Background to this inspection
Updated
9 November 2018
We carried out this inspection under Section 60 of the Health and Social Care Act 2008 as part of our regulatory functions. This inspection was planned to check whether the provider is meeting the legal requirements and regulations associated with the Health and Social Care Act 2008, to look at the overall quality of the service, and to provide a rating for the service under the Care Act 2014.
This was a comprehensive inspection which took place on 11, 12 September and 4 October 2018 was unannounced. We visited the office and made visits to people in their homes on 11 September. We spoke with people on the telephone on 12 September and returned to the office on 4 October to meet with the registered manager.
The inspection team consisted of two inspectors and an expert-by experience. An expert-by-experience is a person who has personal experience of using or caring for someone who uses this type of care service. The expert-by experience for this inspection had experience of social care community support services.
We reviewed the information we held about the service, including statutory notifications that the provider had sent us. A statutory notification provides information about important events which the provider is required to send us by law. We also contacted health and social care commissioners who place and monitor the care of people living in the home, and other healthcare agencies that work in close liaison with this service to identify if they had any information which may support our inspection.
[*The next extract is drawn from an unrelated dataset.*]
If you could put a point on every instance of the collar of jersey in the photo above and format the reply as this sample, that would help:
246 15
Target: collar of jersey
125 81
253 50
Before the inspection we did not request a Provider Information Return (PIR). This is a form that asks the provider to give some key information about the service, what the service does well and improvements they plan to make.
During our inspection, we spoke with six people who received support with their personal care and two relatives. We also spoke with two members of care staff, one member of the scheduling team, the providers training lead, the deputy manager, the providers representative and the registered manager.
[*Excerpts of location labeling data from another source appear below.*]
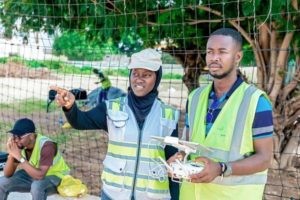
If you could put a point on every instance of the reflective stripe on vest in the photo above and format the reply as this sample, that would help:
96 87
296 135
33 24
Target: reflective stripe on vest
250 96
121 160
58 168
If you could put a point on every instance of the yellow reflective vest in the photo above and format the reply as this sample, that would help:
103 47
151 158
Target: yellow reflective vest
59 167
132 167
230 138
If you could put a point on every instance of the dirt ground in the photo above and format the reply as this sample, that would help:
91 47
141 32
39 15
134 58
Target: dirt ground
85 150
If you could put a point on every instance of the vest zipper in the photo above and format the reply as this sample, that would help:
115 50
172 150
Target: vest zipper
137 161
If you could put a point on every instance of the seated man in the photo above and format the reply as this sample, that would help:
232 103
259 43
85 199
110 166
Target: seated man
40 164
We reviewed three staff files and the care plan documentation for three people. We also looked at other information related to the running of and the quality of the service. This included quality assurance audits, training information, staffing rotas, and arrangements for managing complaints.
Updated
9 November 2018
CRT is a short term domiciliary care agency, used by people in their own homes in crisis situations. For example, when released from hospital, CRT can support people in the first few weeks of their return home to re-enable them to carry out their own personal care needs independently. Or, if people have longer term care needs, CRT can support people on a short-term basis whilst they find a longer-term care provider.
This inspection took place on 11, 12 September and 4 October 2018 and was unannounced. The provider of this service had recently changed and therefore this was the first comprehensive inspection for this service under the new ownership. At the time of the inspection the service was supporting 42 people with their personal care needs.
This service had a registered manager in place. A registered manager is a person who has registered with the Care Quality Commission to manage the service. Like registered providers, they are ‘registered persons’. Registered persons have legal responsibility for meeting the requirements in the Health and Social Care Act 2008 and associated Regulations about how the service is run.
People received safe care and staffing arrangements were flexible to meet the demands of the service. People received support with their medicines if they wished and systems were in place to record and report safeguarding concerns.
People’s needs were fully considered before they began to use the service to make sure their needs could be met. People's consent was gained before their care was provided. People were supported to have maximum choice and control of their lives and staff supported them in the least restrictive way possible; the policies and systems in the service supported this practice.
People were treated with dignity and respect and staff were commended for their cheery approach. People were encouraged to be independent and to make their own choices.
People had care plans in place which reflected their needs and these were updated when people’s needs changed. Complaint procedures were in place for people to make a complaint, and the registered manager had a good understanding of the requirements of end of life care.
The provider had quality assurance systems in place to review the quality of the service and took action to make improvements where required. People and staff had opportunities to provide their feedback and this was fully considered and acted on.